Date of Award


Document Type


Degree Name

Doctor of Education (Ded)


Professional Studies in Education

First Advisor

Wenfan Yan, Ph.D.

Second Advisor

George R. Bieger, Ph.D.

Third Advisor

Larry Vold, Ph.D.


Parental involvement and home cognitive stimulation have been advocated as strong indictors to the academic achievement of a child. A growing body of literature indicates that parental education, parenting pattern and socio-economic status of the family have an influence on the academic achievement of a child. The purpose of this study was to examine the parenting practices in families of different income and ethnicities, and their impact on the math and reading achievement of young children across the school years by using existing data from the Early Childhood Longitudinal Study (ECLS), Kindergarten class of 1998-99 (NCES 2006-035).
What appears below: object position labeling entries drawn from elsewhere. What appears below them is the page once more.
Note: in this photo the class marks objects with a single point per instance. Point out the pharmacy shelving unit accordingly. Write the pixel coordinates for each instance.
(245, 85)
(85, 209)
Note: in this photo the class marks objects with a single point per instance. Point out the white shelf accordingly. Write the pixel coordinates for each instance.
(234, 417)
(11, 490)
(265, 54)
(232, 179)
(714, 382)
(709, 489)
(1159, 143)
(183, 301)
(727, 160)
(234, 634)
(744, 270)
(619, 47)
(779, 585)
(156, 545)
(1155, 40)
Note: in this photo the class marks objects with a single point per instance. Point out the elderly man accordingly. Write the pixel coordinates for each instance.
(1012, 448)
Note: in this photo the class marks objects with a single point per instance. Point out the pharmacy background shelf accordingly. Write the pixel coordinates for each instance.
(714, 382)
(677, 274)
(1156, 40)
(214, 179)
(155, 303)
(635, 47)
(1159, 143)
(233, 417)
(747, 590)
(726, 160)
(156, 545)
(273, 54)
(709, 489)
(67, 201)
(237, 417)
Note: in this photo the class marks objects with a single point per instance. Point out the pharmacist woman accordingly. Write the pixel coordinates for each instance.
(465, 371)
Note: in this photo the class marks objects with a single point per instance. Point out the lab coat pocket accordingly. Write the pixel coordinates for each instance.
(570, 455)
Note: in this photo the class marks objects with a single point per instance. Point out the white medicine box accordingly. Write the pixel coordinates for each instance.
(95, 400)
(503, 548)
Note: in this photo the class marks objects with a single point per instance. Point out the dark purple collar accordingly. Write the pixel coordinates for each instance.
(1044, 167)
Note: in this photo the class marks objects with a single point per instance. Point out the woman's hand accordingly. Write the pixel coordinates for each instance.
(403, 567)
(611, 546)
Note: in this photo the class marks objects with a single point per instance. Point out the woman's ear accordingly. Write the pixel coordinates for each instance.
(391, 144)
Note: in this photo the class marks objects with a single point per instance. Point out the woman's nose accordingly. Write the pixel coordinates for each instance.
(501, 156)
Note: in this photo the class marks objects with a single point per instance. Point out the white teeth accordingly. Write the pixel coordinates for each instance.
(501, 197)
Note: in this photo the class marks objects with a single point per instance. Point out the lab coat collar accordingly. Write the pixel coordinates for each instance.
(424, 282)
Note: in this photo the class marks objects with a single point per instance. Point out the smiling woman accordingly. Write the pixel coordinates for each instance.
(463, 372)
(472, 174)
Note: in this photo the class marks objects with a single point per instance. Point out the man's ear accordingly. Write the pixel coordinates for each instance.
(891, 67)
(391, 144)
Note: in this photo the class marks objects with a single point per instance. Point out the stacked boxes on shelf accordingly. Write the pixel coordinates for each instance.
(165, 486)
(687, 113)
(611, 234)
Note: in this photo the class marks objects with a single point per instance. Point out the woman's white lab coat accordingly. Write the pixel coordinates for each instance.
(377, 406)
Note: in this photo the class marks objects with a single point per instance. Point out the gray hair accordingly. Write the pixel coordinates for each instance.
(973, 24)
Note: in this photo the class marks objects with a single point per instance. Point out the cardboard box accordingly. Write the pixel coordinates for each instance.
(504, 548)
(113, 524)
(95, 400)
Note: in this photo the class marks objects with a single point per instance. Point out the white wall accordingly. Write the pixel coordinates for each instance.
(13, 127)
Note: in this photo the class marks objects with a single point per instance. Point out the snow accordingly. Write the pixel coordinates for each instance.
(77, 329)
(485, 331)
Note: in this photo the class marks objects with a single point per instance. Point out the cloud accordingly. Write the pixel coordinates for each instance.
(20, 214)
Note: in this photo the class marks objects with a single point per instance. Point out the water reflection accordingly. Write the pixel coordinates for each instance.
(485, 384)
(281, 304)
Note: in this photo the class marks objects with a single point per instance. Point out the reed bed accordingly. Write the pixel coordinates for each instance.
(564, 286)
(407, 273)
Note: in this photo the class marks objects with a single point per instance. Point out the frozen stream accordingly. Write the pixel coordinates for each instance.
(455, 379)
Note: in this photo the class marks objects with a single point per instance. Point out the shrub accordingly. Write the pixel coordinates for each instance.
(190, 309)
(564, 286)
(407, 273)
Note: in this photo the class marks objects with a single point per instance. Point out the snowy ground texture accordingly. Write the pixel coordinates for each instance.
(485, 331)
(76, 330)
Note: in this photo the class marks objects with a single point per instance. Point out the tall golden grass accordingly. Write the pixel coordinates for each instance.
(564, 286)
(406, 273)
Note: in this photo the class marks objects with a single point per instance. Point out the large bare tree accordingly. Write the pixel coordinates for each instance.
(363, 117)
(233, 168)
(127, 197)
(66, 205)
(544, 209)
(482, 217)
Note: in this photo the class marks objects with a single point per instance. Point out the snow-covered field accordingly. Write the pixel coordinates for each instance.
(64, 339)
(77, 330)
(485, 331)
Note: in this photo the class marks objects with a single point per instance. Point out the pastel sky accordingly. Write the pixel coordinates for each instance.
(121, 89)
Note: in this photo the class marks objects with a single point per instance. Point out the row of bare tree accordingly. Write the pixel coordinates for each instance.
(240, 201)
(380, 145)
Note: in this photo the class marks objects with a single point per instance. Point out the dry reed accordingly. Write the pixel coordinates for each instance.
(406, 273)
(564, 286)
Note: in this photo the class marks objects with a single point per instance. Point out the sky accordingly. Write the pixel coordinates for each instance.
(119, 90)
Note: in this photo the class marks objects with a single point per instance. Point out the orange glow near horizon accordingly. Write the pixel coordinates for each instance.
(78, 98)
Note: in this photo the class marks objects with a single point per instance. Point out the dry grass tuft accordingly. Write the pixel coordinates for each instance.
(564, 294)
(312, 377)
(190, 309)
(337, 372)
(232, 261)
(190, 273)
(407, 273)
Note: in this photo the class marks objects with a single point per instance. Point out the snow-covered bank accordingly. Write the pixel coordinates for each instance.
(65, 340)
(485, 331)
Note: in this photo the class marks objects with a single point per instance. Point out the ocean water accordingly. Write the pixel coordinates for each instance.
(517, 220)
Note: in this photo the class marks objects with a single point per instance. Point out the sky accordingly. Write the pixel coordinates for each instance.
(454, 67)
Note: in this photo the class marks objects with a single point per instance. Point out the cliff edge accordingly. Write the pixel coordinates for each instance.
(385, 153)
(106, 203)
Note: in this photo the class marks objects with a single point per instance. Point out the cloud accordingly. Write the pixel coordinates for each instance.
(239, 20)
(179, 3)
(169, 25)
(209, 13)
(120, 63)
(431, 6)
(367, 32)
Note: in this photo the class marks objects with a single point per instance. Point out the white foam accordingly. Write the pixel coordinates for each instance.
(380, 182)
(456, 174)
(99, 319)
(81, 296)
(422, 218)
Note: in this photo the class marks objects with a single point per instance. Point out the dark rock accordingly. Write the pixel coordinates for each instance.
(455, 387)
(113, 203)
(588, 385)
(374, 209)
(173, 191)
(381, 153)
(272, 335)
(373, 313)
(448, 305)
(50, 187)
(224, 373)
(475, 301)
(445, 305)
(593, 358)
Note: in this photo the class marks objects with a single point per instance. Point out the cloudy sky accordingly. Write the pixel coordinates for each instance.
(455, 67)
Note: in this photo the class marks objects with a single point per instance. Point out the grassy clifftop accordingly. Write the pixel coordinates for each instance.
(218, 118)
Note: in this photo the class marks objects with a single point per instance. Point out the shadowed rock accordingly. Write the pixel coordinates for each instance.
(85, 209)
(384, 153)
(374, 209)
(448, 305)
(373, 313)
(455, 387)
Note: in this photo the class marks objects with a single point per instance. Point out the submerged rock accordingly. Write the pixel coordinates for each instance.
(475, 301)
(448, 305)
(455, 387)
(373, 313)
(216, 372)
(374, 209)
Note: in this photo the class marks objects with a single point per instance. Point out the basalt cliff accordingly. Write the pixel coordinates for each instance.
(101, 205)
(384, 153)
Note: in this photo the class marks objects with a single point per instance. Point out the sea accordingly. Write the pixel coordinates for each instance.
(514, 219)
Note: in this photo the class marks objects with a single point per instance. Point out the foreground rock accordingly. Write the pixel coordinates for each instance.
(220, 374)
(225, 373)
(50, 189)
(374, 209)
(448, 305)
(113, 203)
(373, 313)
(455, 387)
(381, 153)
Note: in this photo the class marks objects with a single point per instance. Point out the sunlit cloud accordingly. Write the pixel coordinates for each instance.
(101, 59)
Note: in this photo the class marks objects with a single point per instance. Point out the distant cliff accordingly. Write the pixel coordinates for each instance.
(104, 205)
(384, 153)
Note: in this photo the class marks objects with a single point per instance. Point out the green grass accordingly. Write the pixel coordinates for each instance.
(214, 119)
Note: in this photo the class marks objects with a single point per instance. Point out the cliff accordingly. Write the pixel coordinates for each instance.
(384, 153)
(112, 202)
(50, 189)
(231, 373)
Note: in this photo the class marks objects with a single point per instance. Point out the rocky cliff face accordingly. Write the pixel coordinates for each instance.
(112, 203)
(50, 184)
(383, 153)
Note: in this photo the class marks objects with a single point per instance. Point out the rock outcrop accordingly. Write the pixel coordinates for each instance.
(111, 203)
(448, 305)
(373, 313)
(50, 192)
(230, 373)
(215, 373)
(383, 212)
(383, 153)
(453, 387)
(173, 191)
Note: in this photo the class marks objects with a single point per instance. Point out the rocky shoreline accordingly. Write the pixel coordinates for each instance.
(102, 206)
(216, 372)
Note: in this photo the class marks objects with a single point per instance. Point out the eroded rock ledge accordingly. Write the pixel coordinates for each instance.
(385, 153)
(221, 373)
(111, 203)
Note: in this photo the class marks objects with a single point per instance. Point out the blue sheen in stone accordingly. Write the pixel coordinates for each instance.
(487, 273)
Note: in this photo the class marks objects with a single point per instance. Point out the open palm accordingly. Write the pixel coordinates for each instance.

Theoretical and conceptual frameworks were drawn from Social capital theory and Ecological perspectives. The findings of this research indicate that family SES has a significant influence on the math and reading achievement of all children in kindergarten, first grade, third grade and fifth grade. Math and reading performance of the children in kindergarten, first grade, third grade and fifth grade have varied and related to the parent participation in home enrichment activities. Involvement in both inside and outside home enrichment activities did not bring the same benefit for the children in below the poverty or above the poverty category in all ethnic groups. No parent involvement variable indicates any significant relation for the Asian children’s’ math and reading performance. For the African American and Hispanic children the parent involvement variables were as significant as for the European American children. However, it seems to be that the minority children would benefit more by a higher level of parent involvement in the education process of their children. The home (parent involvement), school, and community partnership could create a wide range of opportunity for the poor and minority children. From the policy intervention perspectives, the importance of home, school and community partnership is discussed, and suggestions are provided to increase a success through home, school and community collaborative effort.